If this was a more traditional blog, Melvin and I would post more often, and that would mean a constant search for new content. The easiest way to populate a blog with content is to comment on, or maybe just take note of, someone else's content.
There was just such an opportunity yesterday. "To celebrate the return of baseball," the New York Times asked some of its staff "to recommend their favorite fiction or nonfiction books that revolve around the sport." The selections appeared on page C4 of the local print edition and since they do not appear to have been published online, perhaps I actually serve a purpose by regurgitating them here.
The books that were mentioned are listed below in alphabetical order by author, but without attribution to the nominee.
Roger Angell, "any collection of his columns"
Jim Bouton, Ball Four
Don DeLillo, Underworld
David James Duncan, The Brothers K
Eric Rolfe Greenberg, The Celebrant
David Halberstam, Summer of '49
Mark Harris, The Southpaw
The New Bill James Historical Baseball Abstract
Roger Kahn, The Boys of Summer
W. P. Kinsella, Shoeless Joe
"Jane Leavy's masterpieces on Sandy Koufax and Mickey Mantle"
Michael Lewis, Moneyball
George Maraniss, Clemente
George Will, Men at Work
I am not personally an avid reader of baseball books.

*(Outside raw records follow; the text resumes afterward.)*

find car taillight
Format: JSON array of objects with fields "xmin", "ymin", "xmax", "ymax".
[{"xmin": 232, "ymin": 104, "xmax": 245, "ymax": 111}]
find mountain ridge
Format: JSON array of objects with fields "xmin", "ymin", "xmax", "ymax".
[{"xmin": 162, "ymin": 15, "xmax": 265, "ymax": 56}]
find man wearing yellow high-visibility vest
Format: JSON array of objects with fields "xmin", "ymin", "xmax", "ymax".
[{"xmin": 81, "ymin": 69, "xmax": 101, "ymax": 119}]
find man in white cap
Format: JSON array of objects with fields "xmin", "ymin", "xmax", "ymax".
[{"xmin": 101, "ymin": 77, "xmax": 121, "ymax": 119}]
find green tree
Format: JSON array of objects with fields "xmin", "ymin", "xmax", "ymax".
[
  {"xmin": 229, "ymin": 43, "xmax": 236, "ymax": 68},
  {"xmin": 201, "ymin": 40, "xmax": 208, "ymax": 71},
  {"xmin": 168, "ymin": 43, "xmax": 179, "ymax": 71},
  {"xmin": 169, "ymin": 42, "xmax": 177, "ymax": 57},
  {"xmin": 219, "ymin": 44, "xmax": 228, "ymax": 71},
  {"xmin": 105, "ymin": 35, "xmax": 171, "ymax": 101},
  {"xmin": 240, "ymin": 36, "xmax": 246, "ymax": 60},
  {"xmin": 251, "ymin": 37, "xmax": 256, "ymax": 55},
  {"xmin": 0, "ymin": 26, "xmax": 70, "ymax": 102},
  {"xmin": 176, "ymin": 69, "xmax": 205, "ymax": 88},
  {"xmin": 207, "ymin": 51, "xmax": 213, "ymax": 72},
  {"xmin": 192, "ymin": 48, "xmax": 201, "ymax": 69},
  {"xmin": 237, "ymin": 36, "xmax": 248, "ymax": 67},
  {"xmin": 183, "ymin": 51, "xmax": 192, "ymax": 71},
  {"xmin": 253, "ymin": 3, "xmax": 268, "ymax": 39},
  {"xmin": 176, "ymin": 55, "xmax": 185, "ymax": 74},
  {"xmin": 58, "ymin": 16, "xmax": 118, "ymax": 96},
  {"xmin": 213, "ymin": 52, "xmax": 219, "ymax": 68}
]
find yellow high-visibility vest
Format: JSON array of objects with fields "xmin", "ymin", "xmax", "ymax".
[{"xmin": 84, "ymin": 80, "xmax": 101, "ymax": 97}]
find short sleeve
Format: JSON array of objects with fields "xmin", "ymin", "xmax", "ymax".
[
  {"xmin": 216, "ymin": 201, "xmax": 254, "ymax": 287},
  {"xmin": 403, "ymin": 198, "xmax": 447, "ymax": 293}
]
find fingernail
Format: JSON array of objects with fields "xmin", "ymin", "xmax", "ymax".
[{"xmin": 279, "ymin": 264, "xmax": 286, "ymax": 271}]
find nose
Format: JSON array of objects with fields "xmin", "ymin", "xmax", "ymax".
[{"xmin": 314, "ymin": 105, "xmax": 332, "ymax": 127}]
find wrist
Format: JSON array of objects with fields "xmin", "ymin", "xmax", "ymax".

I still haven't touched Doug Glanville's memoir, which Melvin loaned me after he read and blogged about it. The one book I have read on this list is DeLillo's Underworld. Michiko Kakutani, who I will mention because Melvin finds her so infuriating, writes,
"The opening section...captures, in one breathtaking sweep, the experience of 35,000 people watching one of baseball's most famous games, in which Bobby Thomson of the New York Giants blasted the 'shot heard 'round the world' to seize the National League pennant from the Brooklyn Dodgers on Oct. 3, 1951."
I certainly agree. And while Thursday's list of favorites seemingly did not make it to the Times' website, the newspaper does have an extensive bibliography you can peruse.
Melvin and I are right now in different parts of Los Angeles, preparing to do what we will do for three days before hitting the baseball byways on Tuesday. Hope to see you there.